Se esiste un artista che più degli altri viene associato all’idea di Barocco a Roma, quello è senza dubbio Gian Lorenzo Bernini. Una lunga carriera, quasi totalmente passata al servizio del Vaticano, segna la fama di un genio poliedrico del Seicento italiano. Lo storico dell’arte Filippo Baldinucci conia nel 1682 l’espressione “bel composto” quando parla della capacità dell’artista di fondere pittura, scultura e architettura. Ed è proprio grazie a questa fusione e alla sua inarrivabile attività che Gian Lorenzo Bernini sconvolge il volto di Roma e l’intero panorama artistico del suo tempo.
Quando Gian Lorenzo Bernini arriva per la prima volta a Roma è solo un bambino. E’ il 1605 e viene da Napoli, la sua città natale, con il padre Pietro, anche lui scultore e architetto affermato. La sua attività inizia con il pontificato di Papa Alessando VII Chigi che, il giorno stesso della sua nomina, convoca Bernini per chiederne la collaborazione. Il sodalizio con la Chiesa, durerà praticamente per tutta la sua lunga carriera. L’artista infatti riesce non solo a rendere visivamente Roma il luogo consono per ospitare la sede della cristianità , ma si rende anche un suo vero e proprio portavoce ideologico.
Grazie all’interesse urbanistico e artistico di Alessandro VII, Bernini riesce a consacrare definitivamente Roma allo stile Barocco. Dalla fine degli anni ‘20, comincia la sua attività architettonica, inaugurando un gusto destinato a fare la storia. Il termine Barocco viene usato per la prima volta da Francesco Milizia, probabilmente dalla traduzione dell’espressione portoghese “aljofre baroco” cioè “perla irregolare“. Senza l’intervento di Bernini, forse questo termine avrebbe continuato a portare con sé l’accezione negativa che lo ha spesso caratterizzato.

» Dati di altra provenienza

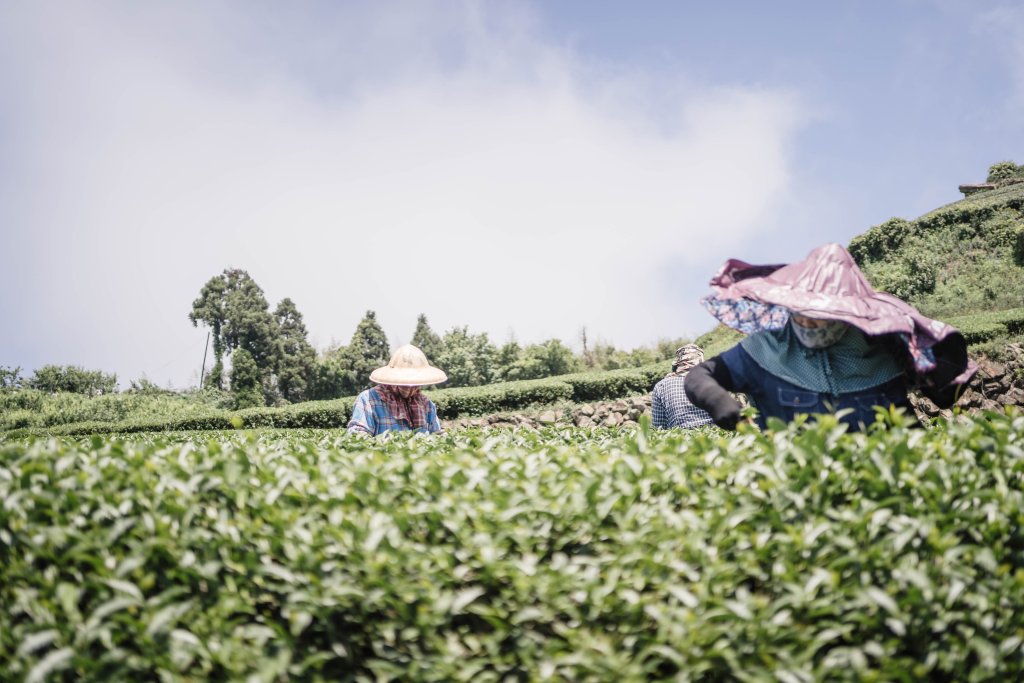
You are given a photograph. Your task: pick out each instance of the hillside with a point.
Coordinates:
(964, 258)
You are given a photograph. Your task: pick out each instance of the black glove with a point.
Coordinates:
(705, 389)
(724, 411)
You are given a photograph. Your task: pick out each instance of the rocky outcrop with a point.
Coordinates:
(997, 384)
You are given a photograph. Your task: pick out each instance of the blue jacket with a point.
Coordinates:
(736, 371)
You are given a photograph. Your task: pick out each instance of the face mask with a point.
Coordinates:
(820, 337)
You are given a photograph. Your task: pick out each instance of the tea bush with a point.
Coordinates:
(800, 554)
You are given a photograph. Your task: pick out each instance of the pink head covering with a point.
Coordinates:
(828, 285)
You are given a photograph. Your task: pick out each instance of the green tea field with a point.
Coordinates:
(800, 554)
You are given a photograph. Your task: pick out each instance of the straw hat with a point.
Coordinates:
(408, 367)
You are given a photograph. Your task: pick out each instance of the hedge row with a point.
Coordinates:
(451, 403)
(985, 327)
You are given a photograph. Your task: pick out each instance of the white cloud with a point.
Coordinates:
(453, 164)
(1003, 31)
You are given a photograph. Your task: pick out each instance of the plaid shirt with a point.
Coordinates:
(671, 408)
(371, 416)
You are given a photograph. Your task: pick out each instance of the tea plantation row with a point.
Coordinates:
(800, 554)
(326, 414)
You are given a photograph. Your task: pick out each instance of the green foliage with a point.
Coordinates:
(426, 340)
(73, 379)
(881, 242)
(981, 328)
(1005, 170)
(547, 359)
(28, 408)
(246, 384)
(804, 554)
(295, 357)
(722, 338)
(368, 351)
(468, 359)
(10, 378)
(233, 306)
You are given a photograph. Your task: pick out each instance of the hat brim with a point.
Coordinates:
(408, 376)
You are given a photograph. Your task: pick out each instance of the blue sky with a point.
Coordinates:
(523, 168)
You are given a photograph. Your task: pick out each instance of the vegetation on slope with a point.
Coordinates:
(805, 554)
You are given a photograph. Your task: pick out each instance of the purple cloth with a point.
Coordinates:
(825, 285)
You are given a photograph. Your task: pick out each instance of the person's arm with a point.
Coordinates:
(658, 418)
(433, 424)
(708, 386)
(363, 421)
(951, 360)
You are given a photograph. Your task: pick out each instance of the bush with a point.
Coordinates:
(981, 328)
(1004, 170)
(73, 379)
(803, 554)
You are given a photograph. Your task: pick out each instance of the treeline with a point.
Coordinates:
(263, 356)
(272, 361)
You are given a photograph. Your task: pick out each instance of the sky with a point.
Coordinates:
(523, 168)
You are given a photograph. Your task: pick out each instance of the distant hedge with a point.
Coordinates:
(981, 328)
(451, 403)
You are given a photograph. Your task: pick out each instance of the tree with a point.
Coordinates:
(233, 306)
(330, 375)
(468, 359)
(368, 351)
(296, 358)
(506, 369)
(246, 380)
(547, 359)
(426, 340)
(10, 378)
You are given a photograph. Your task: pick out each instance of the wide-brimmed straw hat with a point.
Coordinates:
(687, 357)
(409, 367)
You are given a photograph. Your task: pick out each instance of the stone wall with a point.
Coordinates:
(995, 385)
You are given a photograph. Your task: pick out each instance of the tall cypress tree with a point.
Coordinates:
(233, 306)
(426, 340)
(295, 356)
(368, 351)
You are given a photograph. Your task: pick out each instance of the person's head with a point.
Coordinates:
(408, 371)
(406, 391)
(815, 332)
(687, 357)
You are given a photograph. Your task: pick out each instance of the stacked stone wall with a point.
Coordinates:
(997, 384)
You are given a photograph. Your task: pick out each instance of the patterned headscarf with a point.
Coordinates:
(412, 410)
(687, 357)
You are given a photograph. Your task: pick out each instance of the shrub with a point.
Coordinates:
(73, 379)
(1004, 170)
(803, 554)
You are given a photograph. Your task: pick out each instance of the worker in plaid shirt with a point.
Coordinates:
(669, 404)
(396, 402)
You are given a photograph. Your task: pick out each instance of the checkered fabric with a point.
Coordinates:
(671, 408)
(371, 416)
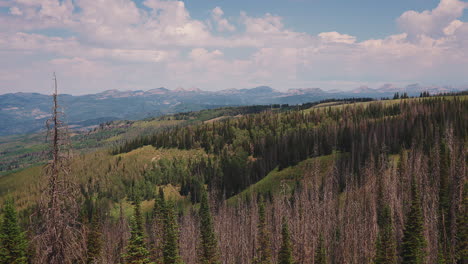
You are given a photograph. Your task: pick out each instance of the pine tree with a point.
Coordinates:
(285, 254)
(208, 250)
(12, 241)
(158, 216)
(414, 244)
(386, 243)
(462, 232)
(137, 253)
(263, 251)
(321, 252)
(171, 236)
(94, 242)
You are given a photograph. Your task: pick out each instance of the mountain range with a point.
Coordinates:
(22, 113)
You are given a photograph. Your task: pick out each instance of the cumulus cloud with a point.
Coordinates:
(221, 23)
(432, 22)
(337, 37)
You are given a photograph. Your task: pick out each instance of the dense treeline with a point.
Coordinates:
(395, 191)
(246, 149)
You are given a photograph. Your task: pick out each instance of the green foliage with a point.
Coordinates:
(171, 236)
(462, 234)
(94, 242)
(414, 243)
(263, 255)
(208, 249)
(12, 240)
(285, 254)
(137, 253)
(321, 252)
(386, 241)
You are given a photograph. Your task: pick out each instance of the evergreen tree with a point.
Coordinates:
(462, 232)
(171, 236)
(321, 252)
(208, 251)
(285, 254)
(12, 241)
(414, 244)
(386, 243)
(137, 253)
(94, 242)
(263, 251)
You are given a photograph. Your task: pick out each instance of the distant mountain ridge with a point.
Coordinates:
(26, 112)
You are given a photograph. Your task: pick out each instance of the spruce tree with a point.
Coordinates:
(461, 253)
(321, 252)
(171, 236)
(386, 243)
(12, 240)
(285, 254)
(137, 253)
(158, 216)
(414, 243)
(94, 242)
(263, 250)
(208, 250)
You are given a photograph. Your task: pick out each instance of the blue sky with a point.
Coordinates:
(221, 44)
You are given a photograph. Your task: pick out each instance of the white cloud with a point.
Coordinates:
(15, 11)
(222, 23)
(337, 37)
(431, 22)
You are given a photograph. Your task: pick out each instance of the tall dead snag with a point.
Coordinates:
(58, 233)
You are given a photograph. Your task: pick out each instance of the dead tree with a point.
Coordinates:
(59, 235)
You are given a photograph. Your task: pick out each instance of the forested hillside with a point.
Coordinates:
(332, 182)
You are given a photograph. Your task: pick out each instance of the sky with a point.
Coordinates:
(97, 45)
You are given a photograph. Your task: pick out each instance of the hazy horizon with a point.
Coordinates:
(217, 45)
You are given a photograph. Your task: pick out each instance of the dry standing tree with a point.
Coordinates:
(59, 235)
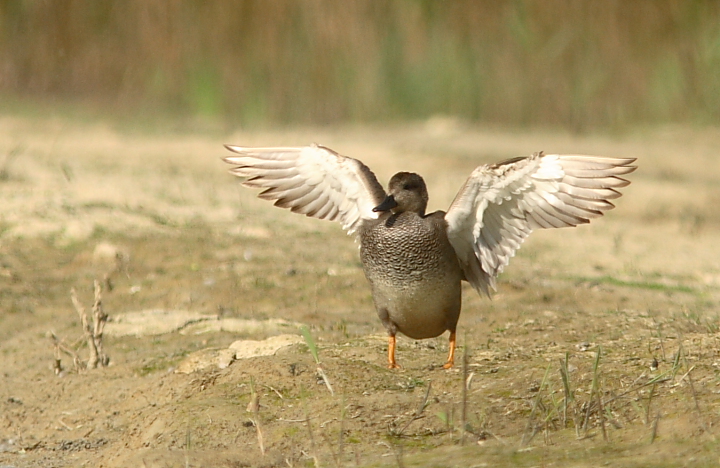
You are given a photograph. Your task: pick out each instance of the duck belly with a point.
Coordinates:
(422, 310)
(414, 274)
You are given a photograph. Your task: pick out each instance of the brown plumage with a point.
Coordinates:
(415, 262)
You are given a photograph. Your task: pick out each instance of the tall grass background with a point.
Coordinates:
(574, 64)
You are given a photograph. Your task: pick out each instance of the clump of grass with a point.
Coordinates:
(314, 352)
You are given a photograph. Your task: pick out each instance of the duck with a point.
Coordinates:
(416, 262)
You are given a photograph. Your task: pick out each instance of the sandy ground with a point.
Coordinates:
(153, 215)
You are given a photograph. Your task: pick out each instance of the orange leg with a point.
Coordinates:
(451, 355)
(391, 353)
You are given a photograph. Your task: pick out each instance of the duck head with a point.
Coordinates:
(406, 192)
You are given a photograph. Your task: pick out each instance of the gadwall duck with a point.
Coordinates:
(415, 262)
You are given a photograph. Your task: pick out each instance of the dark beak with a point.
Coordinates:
(388, 204)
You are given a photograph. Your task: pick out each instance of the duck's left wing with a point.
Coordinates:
(501, 204)
(311, 180)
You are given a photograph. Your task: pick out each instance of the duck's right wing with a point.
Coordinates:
(501, 204)
(312, 180)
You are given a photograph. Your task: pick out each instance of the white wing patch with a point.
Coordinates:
(311, 180)
(501, 204)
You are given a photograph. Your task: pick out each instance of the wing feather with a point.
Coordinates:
(312, 180)
(501, 204)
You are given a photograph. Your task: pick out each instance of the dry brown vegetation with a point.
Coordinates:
(601, 346)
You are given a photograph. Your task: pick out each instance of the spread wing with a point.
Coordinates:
(501, 204)
(312, 180)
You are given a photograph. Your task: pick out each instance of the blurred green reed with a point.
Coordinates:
(578, 64)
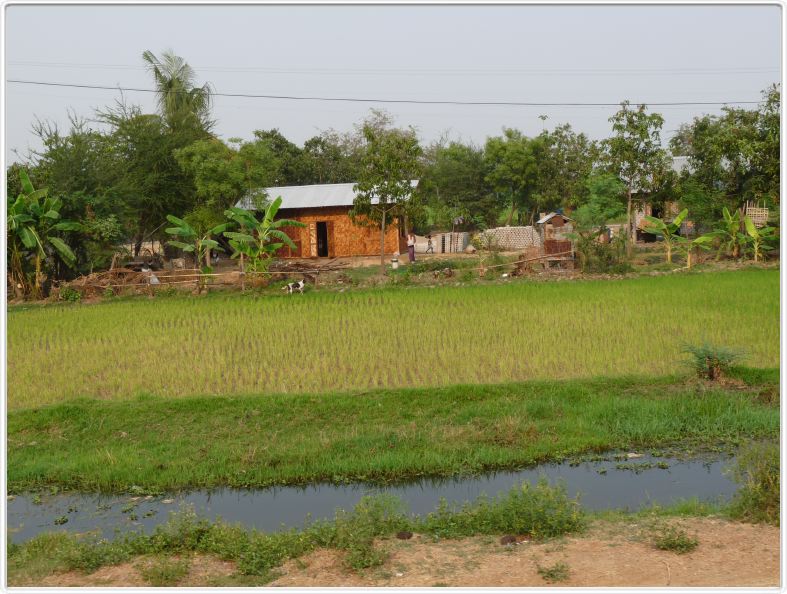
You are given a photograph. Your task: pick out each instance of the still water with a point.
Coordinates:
(604, 484)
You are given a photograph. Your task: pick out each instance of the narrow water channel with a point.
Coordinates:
(602, 484)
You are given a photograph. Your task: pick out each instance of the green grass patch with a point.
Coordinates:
(675, 539)
(757, 472)
(229, 344)
(151, 444)
(559, 572)
(361, 534)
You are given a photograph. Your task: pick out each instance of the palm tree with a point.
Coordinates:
(181, 103)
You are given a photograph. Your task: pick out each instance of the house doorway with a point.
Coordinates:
(322, 239)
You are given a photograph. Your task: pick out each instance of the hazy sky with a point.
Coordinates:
(471, 53)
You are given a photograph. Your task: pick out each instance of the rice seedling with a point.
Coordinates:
(159, 444)
(392, 338)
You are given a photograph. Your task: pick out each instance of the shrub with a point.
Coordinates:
(165, 571)
(90, 555)
(355, 532)
(712, 362)
(672, 538)
(558, 572)
(70, 295)
(757, 472)
(541, 511)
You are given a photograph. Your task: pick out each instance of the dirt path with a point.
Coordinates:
(609, 554)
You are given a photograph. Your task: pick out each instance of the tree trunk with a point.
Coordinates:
(138, 242)
(37, 288)
(382, 245)
(629, 223)
(510, 213)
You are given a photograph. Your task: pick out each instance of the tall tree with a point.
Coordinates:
(512, 170)
(565, 163)
(635, 154)
(183, 105)
(223, 174)
(150, 182)
(453, 185)
(391, 159)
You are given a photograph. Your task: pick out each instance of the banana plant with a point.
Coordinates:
(703, 242)
(758, 237)
(195, 243)
(32, 226)
(730, 232)
(259, 240)
(669, 231)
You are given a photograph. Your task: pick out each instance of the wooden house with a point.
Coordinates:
(329, 230)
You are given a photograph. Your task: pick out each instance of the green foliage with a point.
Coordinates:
(89, 555)
(618, 312)
(223, 174)
(512, 170)
(33, 227)
(634, 152)
(734, 155)
(703, 242)
(732, 240)
(384, 189)
(668, 231)
(758, 237)
(757, 472)
(184, 106)
(559, 572)
(197, 239)
(541, 511)
(677, 540)
(70, 295)
(604, 203)
(712, 362)
(259, 240)
(164, 571)
(256, 553)
(453, 185)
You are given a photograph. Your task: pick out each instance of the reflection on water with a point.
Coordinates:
(605, 484)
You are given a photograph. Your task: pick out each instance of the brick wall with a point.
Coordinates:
(344, 237)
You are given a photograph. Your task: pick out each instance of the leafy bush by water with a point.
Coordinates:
(672, 538)
(541, 511)
(757, 472)
(712, 362)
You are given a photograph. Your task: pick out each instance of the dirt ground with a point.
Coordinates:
(609, 554)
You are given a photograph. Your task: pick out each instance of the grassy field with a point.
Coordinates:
(158, 443)
(391, 338)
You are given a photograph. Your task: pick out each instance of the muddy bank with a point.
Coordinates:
(609, 554)
(615, 481)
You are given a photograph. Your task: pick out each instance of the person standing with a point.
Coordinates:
(411, 246)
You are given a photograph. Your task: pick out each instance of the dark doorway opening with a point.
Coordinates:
(322, 239)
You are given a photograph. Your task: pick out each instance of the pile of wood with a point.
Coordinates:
(97, 283)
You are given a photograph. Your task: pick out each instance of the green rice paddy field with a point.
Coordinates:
(390, 338)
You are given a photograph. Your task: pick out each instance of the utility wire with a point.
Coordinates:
(375, 100)
(425, 71)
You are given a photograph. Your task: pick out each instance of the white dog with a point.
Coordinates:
(292, 287)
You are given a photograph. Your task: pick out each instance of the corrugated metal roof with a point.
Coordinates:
(547, 218)
(680, 164)
(313, 196)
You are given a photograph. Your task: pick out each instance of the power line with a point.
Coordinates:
(376, 100)
(489, 70)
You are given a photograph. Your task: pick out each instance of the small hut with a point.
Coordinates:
(553, 229)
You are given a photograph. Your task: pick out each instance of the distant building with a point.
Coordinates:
(329, 230)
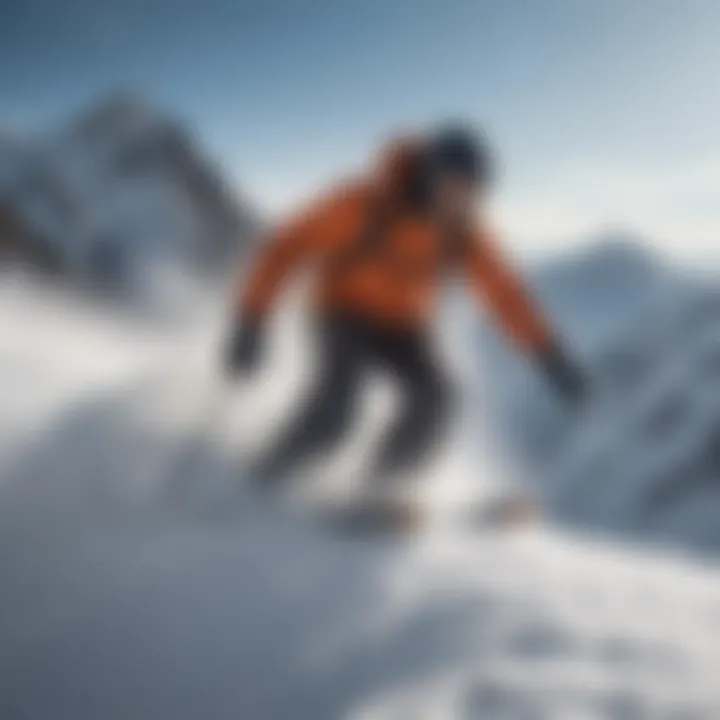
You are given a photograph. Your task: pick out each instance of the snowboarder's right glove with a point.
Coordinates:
(563, 375)
(244, 347)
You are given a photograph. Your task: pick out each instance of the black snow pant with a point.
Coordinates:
(349, 348)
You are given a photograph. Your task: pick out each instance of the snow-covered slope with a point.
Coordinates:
(642, 456)
(115, 605)
(120, 191)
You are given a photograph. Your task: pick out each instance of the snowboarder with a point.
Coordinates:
(381, 246)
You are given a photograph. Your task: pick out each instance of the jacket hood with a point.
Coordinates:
(400, 169)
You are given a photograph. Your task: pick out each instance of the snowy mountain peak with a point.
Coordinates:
(120, 190)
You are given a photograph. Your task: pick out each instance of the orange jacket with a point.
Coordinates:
(393, 279)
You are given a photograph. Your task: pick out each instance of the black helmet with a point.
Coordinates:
(457, 149)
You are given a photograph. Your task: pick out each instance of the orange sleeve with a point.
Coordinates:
(320, 229)
(507, 296)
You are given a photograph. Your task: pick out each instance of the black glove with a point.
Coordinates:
(563, 375)
(244, 347)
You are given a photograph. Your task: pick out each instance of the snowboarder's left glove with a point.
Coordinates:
(244, 347)
(564, 376)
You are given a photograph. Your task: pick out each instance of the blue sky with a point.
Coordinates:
(605, 112)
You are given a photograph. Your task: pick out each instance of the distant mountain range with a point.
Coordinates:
(120, 189)
(643, 455)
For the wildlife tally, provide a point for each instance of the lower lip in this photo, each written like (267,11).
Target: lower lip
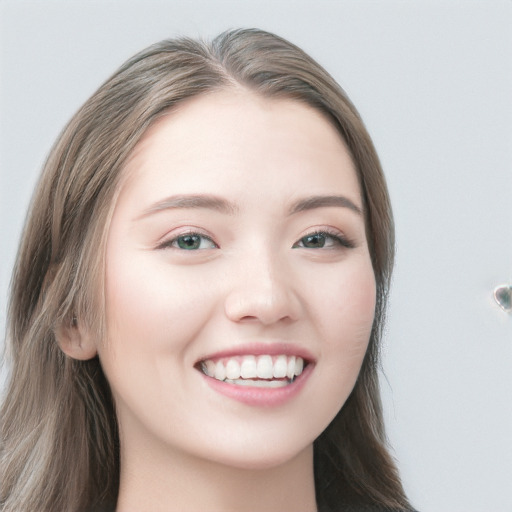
(261,397)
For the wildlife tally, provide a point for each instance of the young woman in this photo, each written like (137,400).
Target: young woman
(199,295)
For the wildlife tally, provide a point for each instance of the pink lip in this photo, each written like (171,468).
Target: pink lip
(259,349)
(260,397)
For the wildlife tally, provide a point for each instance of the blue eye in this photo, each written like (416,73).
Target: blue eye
(322,240)
(191,242)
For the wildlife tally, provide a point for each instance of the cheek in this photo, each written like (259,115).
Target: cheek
(348,308)
(152,307)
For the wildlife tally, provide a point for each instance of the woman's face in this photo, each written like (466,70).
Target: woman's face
(237,250)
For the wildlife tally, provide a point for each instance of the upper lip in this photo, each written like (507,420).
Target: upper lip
(257,349)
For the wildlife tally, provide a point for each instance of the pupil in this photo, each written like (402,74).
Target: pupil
(315,241)
(189,242)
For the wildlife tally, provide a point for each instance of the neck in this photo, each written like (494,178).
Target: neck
(164,482)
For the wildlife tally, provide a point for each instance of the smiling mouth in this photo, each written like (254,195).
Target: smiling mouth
(257,371)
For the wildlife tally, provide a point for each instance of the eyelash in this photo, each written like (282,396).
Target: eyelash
(339,240)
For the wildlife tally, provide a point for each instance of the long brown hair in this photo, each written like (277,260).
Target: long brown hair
(59,440)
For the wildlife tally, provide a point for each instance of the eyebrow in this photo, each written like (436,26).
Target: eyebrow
(219,204)
(310,203)
(191,201)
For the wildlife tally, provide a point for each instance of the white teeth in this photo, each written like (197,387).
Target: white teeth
(299,365)
(264,368)
(290,370)
(249,370)
(233,369)
(220,371)
(280,367)
(259,383)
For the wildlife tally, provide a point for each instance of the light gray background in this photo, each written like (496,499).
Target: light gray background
(433,81)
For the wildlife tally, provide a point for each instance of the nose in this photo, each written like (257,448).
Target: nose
(262,291)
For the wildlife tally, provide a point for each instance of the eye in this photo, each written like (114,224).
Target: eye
(190,242)
(323,240)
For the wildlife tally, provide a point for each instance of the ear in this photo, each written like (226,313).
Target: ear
(76,341)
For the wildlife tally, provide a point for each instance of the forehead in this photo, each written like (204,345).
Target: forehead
(237,142)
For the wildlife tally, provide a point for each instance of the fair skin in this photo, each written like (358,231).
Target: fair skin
(238,235)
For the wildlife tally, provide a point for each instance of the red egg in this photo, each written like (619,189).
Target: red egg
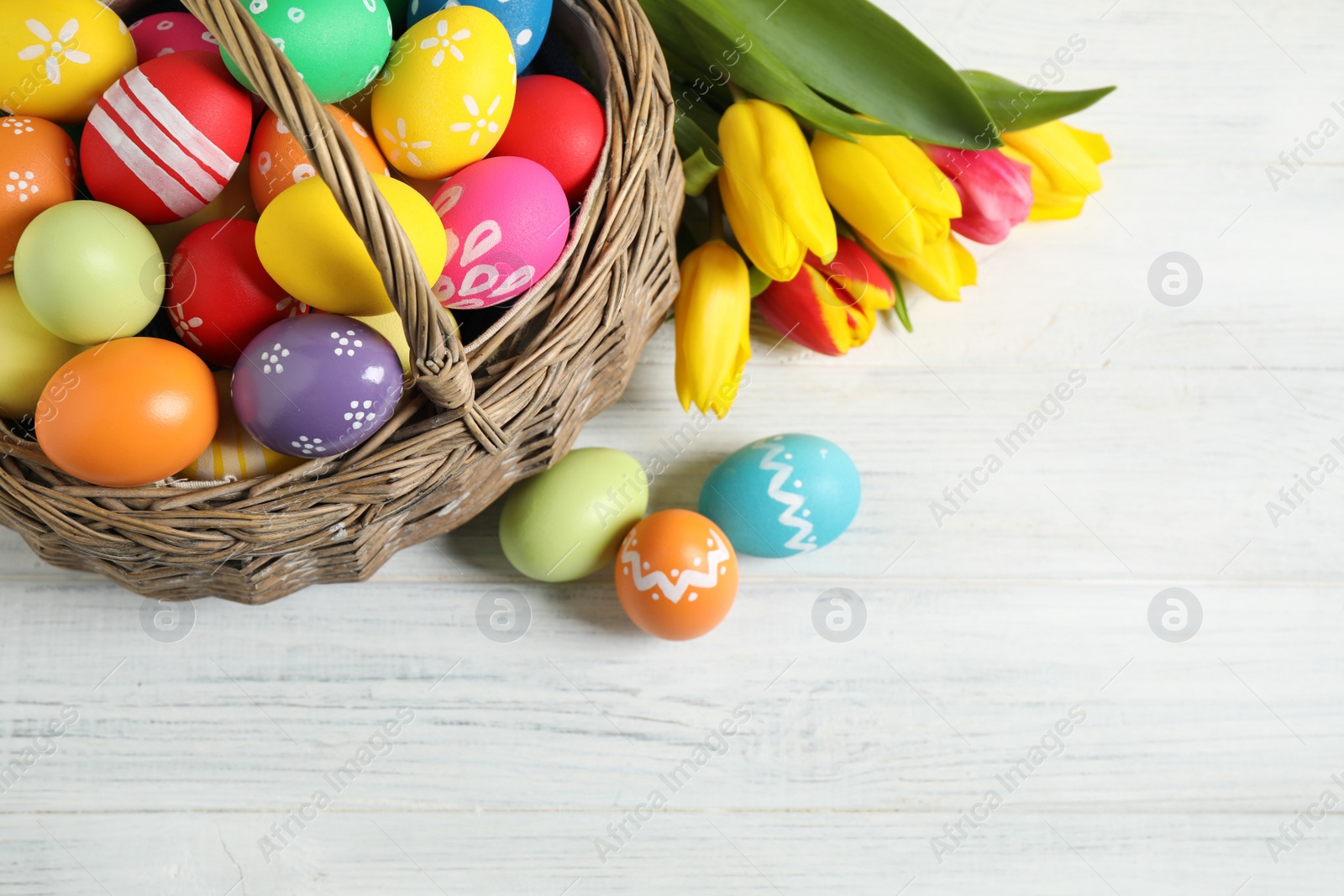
(219,296)
(165,139)
(167,33)
(561,127)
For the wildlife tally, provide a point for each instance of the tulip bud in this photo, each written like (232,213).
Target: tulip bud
(941,269)
(995,191)
(712,327)
(830,308)
(1063,167)
(770,188)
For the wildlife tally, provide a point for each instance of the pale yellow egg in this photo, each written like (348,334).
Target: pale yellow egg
(29,354)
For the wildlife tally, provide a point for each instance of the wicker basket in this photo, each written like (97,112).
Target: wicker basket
(486,414)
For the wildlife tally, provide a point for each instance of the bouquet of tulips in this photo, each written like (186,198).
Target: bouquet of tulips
(846,156)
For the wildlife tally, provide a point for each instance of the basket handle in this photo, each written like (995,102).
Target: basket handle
(440,369)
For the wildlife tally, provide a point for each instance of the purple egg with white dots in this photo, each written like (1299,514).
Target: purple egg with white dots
(316,385)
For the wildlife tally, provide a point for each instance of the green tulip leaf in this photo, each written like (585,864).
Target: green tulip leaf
(858,55)
(1018,107)
(902,312)
(692,139)
(730,51)
(699,172)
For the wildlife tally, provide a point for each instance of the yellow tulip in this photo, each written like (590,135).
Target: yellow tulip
(1063,167)
(941,269)
(712,324)
(887,188)
(770,190)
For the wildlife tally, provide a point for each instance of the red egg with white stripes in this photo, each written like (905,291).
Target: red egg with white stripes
(165,139)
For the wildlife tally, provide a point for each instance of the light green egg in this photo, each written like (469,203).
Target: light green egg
(89,271)
(338,46)
(568,521)
(29,354)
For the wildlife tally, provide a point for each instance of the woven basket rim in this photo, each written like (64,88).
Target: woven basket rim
(558,356)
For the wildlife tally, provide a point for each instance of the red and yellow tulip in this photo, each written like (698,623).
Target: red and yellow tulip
(832,307)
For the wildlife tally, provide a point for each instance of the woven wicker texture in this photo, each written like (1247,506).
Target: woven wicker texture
(484,416)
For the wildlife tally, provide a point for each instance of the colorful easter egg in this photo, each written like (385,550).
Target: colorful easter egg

Il pathos nelle opere di Bernini
Sin dalle prime opere scultoree realizzate negli anni ‘20, come Apollo e Dafne o David, entrambe conservate oggi presso la Galleria Borghese di Roma, Bernini mostra la sua volontà di stupire il pubblico. Le sue creazioni, dove il marmo prende vita sotti i colpi di scalpello, hanno bisogno di essere guardate a 360° per cogliere quella cura quasi maniacale del dettaglio che contraddistingue il capolavoro. Le posizioni ardite dei personaggi, la tensione della muscolatura e la forza espressiva del pathos lasciano a bocca aperta ogni spettatore.
Sebbene in misura diversa, la concentrazione sull’espressione del volto torna anche in un’altra celebre produzione di Gian Lorenzo Bernini. I numerosi ritratti papali che scolpisce, quasi tutti a mezzobusto, immortalano i pontefici con autorità , ma anche con un’estrema sensibilità del modellato. Il volto dello stupore caratterizza anche la figura di Santa Teresa d’Avila, nella Cappella Cornaro presso la chiesa di Santa Maria della Vittoria. L’estasi della Santa è così profonda da descrivere sul suo volto un’espressione quasi erotica, che turba non poco la critica del tempo.
Il “Gran Michelangelo del suo tempo”
L’espressione massima e più apprezzata della capacità di Bernini trova riscontro nelle opere dove fonde insieme pittura, scultura e architettura, dove da vita dunque al “bel composto“. La creazione di un nuovo rapporto tra forme e spazio, l’uso della luce come vero e proprio materiale generano dei teatri dove mettere in scena il potere papale. Non resiste a questa sua abilità neppure Papa Innocenzo X che, dopo la morte di Urbano VIII suo protettore, aveva creato non pochi problemi a Bernini.
Dal Baldacchino di San Pietro, alla Cattedra, passando per la Scala Regia e il Colonnato che adorna la Piazza, Gian Lorenzo Bernini dona la maggior parte della sua vena creativa al servizio della Chiesa. Quando l’artista si spegne, nel 1680, si trova a Roma, praticamente la sua unica casa, salvo un brevissimo soggiorno a Parigi. Dopo la sua morte, si parlerà di lui, dicendo che Bernini fu nella Roma del Seicento, quello che un secolo prima di lui era stato Michelangelo Buonarroti.